Where the coastline is shallower, larger waves can form, pushing more water onto shore. This water can then be forced back out to sea where the underwater topography is deeper, forming a rip current (red arrow).
Gary Hincks/Science Source
The result is a misleading picture at the beach. “You’re looking along the shoreline, and you see areas of waves that are breaking and areas that are not breaking,” Houser says. “You might actually think that the calm water is safest. It’s probably a rip current.” (Although that doesn’t mean the breaking waves are safe either.)
Why Distant Hurricanes Trigger Rip Currents
The picture becomes even more confusing when a hurricane passes far from shore, as Hurricane Erin is doing this week. With the stormy winds hundreds of miles away, conditions onshore might be gorgeous—but a hurricane can still make its presence known.

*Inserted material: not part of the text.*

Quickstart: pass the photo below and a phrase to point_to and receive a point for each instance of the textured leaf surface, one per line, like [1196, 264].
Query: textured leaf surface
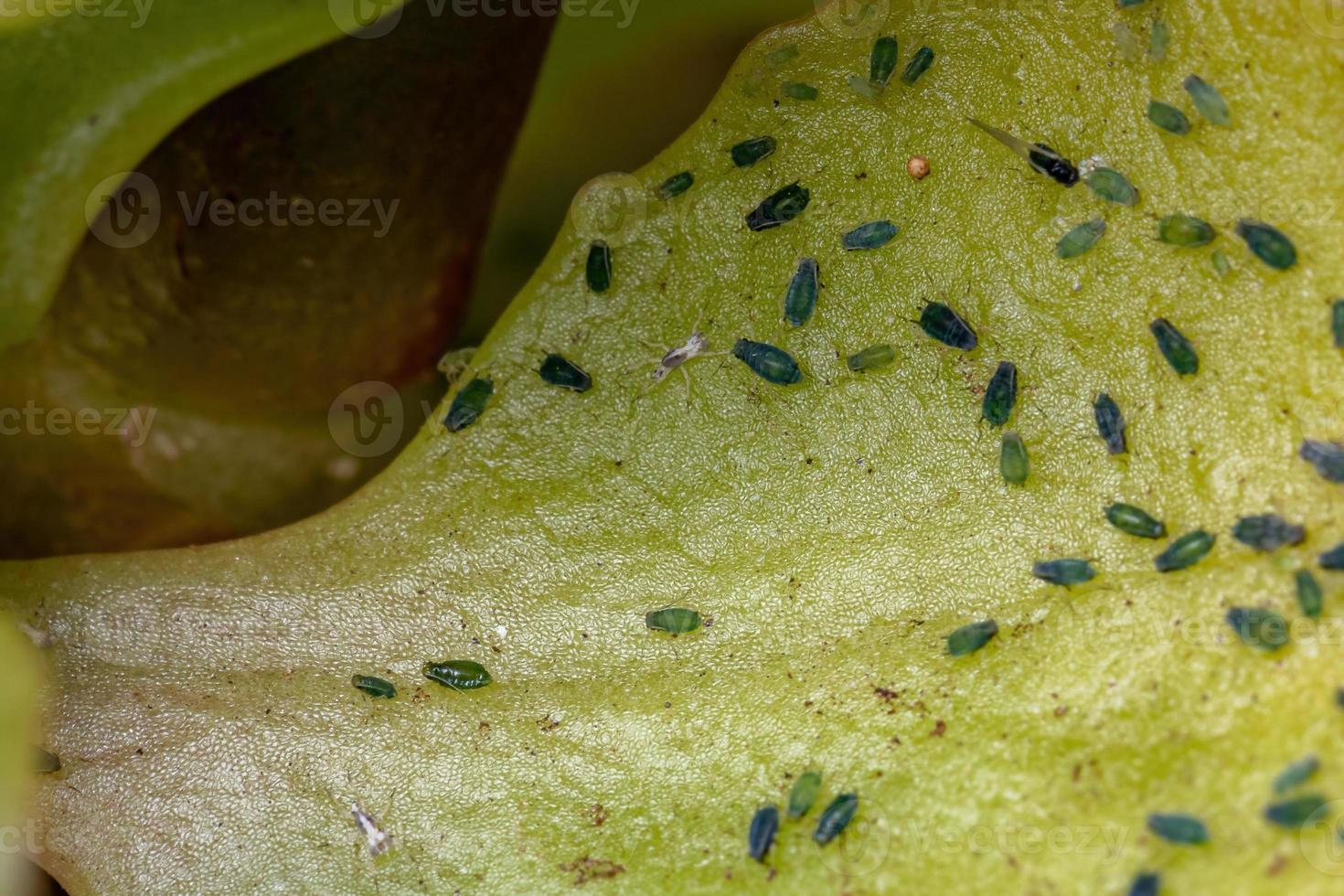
[832, 534]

Just as an earthquake can trigger a tsunami that crosses an entire ocean, even a distant hurricane can whip up beach surf. “You might be standing on the beach, and it’s a sunny day, no strong winds,” Moulton says. “Because waves transport energy over very long distances very efficiently, we’re not seeing the winds or anything from the hurricane, but we will see the wave energy.”
The sizes of waves produced by a hurricane are determined by the sustained windspeeds inside the storm, the amount of ocean that the storm covers and the speed at which it travels. In general, faster winds, a larger area and slower movement tend to lead to taller waves that travel farther. When those waves hit a shoreline, they’re more likely to trigger rip currents. “The bigger the waves, the stronger the rip—if you have the physical conditions present for rips to be there,” Houser says.
Hurricane Erin, swirling through the Atlantic Ocean on August 18, 2025.
And the risk of rip currents can linger long after a storm has passed, Dusek warns. That’s in part because the storm may have reshaped the visible or underwater topography of a beach. And when a distant storm is creating waves that are six or 10 feet tall, people typically know to stay out of the ocean. But when waves become a little less dramatic and local conditions are beautiful, it’s more difficult to see the dangers of rip currents.
Dusek expects that rip current risks along the East Coast could remain high through the rest of the week and perhaps into the weekend. That’s particularly dangerous toward the end of summer, when people flock to the beach. “In the wintertime, we have lots of winter storms up and down the East Coast, but rip currents aren’t typically a concern because no one’s swimming,” he says.
How to Stay Safe from Rip Currents
Moulton, Houser and Dusek all agree that staying safe from rip currents means following two guidelines: only swim at beaches where a lifeguard is present and obey any warnings from lifeguards or local officials about staying out of the water.
“If they have a red flag flying, it’s not because they’re being overly cautious,” Houser says. “They are seeing something that you can’t.”
If you do happen to get caught in a rip current, Houser says, advice on what to do has changed in recent years. Officials used to recommend people try to swim parallel to shore to “break the grip of the rip.” But in the heat of the moment, it’s difficult to know which way is which, he says. So officials have pivoted to “flip, float, follow.”
“Flip means don’t put your feet down; flip so that your head is up and you are floating on your back,” Houser says. “Then you start to follow the rip current. Allow it to take you slightly.” He’s done this and says that, even with a floatation device, it’s terrifying. But instead of wasting your strength against a fierce current, the strategy allows you to get your bearings and signal to a lifeguard while reducing the risk of drowning.